In the early 70s, Hewlett-Packard engaged SRI International, the premier computing research group, to assess the market for an electronic scientific calculator. After a great deal of market research, SRI concluded that the product wouldn’t “sell” even though the primary alternative was a slide rule. As Peter Sims recounted the story in Little Bets, Bill Hewlett wasn’t so sure about the conclusion.
With $30 billion in sales at that time, HP’s organizational bias only considered opportunities that were going to be billion dollar businesses. Hewlett, however, had recently had a lengthy discussion about the calculators on a plane with a fellow passenger who was amazed by the product. After performing his own casual, informal research, Hewlett suggested that they build a thousand units and “see what happens”. Within five months, HP was selling one thousand units per day. Testing a thousand units was an affordable bet for HP.
Saras Sarasvathy, researcher at the Darden School of Business, University of Virginia, would characterize the approach as an “affordable loss”. She found affordable loss to be one of the operational principles used by expert entrepreneurs to launch a business in the face of the unknown. While a causal approach to a business or product launch would select optimal strategies to maximize returns, the entrepreneurial approach estimates the downside and examines what is an affordable loss to start the venture or launch the new product.
Sarasvathy calls the entrepreneurial approach the “effectual approach” since it begins with the known and moves to the unknown. The causal approach requires estimates of future sales and the risks that impact cost of capital while the effectual approach of the expert entrepreneur requires only that they know their current financial condition and a psychological assessment of their commitment in the face of a worst case scenario, i.e., their affordable loss. In the causal approach, all of the information is about things outside of the decision makers’ control while the effectual approach is about things within the decision makers’ control.

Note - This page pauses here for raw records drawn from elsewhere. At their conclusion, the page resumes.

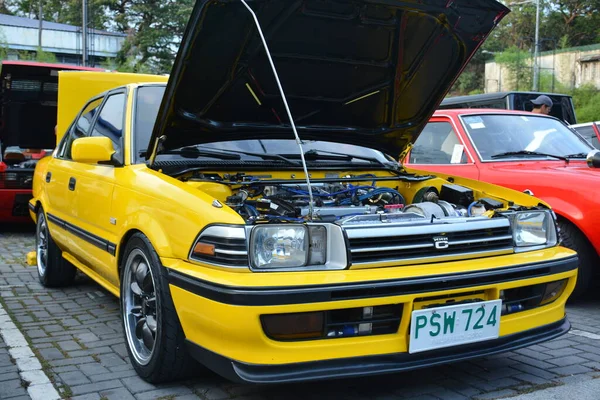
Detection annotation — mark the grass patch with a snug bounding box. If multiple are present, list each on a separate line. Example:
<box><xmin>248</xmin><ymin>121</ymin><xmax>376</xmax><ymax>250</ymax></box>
<box><xmin>58</xmin><ymin>383</ymin><xmax>73</xmax><ymax>399</ymax></box>
<box><xmin>73</xmin><ymin>337</ymin><xmax>89</xmax><ymax>350</ymax></box>
<box><xmin>25</xmin><ymin>310</ymin><xmax>40</xmax><ymax>322</ymax></box>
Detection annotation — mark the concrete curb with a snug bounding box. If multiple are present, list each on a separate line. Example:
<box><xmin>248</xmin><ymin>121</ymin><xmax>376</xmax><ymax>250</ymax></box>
<box><xmin>0</xmin><ymin>296</ymin><xmax>61</xmax><ymax>400</ymax></box>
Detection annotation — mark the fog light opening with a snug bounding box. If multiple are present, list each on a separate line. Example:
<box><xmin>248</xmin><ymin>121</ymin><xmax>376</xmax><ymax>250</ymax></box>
<box><xmin>540</xmin><ymin>279</ymin><xmax>567</xmax><ymax>305</ymax></box>
<box><xmin>260</xmin><ymin>312</ymin><xmax>324</xmax><ymax>340</ymax></box>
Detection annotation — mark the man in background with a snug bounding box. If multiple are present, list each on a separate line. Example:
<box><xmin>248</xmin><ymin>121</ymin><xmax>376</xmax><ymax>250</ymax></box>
<box><xmin>531</xmin><ymin>94</ymin><xmax>552</xmax><ymax>115</ymax></box>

The effectual approach works for the entrepreneur or the new product manager if one is open to adapting the venture to the means-at-hand as opposed to an idea based on analysis of the future. One approach is about predicting the future and one approach is about designing the future. By choosing not to constrain themselves to a pre-conceived market, entrepreneurs and product marketers open themselves to the businesses or markets that will resonate with them, even if those markets do not exist today. Hewlett was able to test the non-existent electronic scientific calculator market by knowing and accepting his affordable loss.